Two pieces of unrelated bad news from today: First, we sprung a leak in the kitchen ceiling, from either the shower or toilet (or both?) above. Awesome. Our contractor, Leigh, is on it. Second, my favorite moccasin store on Roosevelt Rd is closing! NOOOOOO! Must get moccasins while I still can!

Anyway, back to treatment. My friend, Cat, stopped by for a visit in the afternoon. It’s been a few years since we’ve caught up, so that was nice. If there’s anything positive about this disease, it’s that people are very willing to let you know they care about you. That’s a good feeling whether you’re sick or not, so definitely something to remember.

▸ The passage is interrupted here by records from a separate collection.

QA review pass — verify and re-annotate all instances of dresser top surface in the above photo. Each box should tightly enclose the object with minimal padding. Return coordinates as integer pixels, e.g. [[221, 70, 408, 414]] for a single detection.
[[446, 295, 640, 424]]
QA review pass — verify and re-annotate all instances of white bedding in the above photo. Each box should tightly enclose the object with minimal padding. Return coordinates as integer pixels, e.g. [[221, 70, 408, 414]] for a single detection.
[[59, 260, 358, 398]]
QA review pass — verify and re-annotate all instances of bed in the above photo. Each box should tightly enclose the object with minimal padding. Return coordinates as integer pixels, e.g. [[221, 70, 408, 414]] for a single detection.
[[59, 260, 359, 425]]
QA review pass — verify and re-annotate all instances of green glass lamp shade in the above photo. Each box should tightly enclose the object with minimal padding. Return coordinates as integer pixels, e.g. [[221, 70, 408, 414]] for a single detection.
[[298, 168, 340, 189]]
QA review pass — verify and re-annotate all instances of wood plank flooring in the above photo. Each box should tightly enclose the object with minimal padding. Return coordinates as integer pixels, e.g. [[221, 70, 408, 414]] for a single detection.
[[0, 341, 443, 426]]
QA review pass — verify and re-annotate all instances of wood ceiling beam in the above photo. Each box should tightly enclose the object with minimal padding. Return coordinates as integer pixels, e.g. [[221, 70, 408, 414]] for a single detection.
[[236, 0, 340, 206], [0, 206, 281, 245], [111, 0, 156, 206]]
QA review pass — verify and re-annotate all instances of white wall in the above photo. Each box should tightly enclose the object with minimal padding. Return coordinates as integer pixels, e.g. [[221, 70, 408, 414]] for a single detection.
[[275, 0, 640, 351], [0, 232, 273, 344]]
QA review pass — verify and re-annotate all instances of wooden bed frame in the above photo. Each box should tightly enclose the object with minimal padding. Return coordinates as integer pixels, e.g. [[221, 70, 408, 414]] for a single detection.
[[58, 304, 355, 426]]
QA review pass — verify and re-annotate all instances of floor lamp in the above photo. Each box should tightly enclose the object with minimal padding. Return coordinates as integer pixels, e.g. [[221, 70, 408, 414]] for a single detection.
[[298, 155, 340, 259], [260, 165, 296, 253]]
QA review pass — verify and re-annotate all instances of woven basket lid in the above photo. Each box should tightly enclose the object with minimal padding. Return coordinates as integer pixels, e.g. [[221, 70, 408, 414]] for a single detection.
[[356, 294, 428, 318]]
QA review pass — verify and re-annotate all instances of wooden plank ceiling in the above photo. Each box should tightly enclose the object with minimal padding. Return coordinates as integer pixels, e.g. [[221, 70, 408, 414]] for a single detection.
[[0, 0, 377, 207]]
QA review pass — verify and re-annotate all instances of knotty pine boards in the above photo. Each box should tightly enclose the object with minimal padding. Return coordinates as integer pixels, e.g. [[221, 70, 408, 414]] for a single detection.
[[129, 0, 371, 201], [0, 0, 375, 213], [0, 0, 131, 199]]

One thing I started to notice after I got home is my brain is super fuzzy. I apologize if the quality of writing is starting to go down a bit, but it’s just hard to focus. It’s actually even getting harder for my eyes to focus. Fortunately, by the evening I had a bit more energy and was able to fly Teddy around like Superman for a bit before bedtime.

Speaking of Teddy, he’s acting out a little bit lately. He doesn’t seem to know anything’s wrong, but maybe subconsciously he knows something’s up. I told him he could ask me any questions he wanted, and he didn’t have any. A few minutes later he told Jenna that he had a question for me. “There’s a scary guy and he pooped on me.” Ok then.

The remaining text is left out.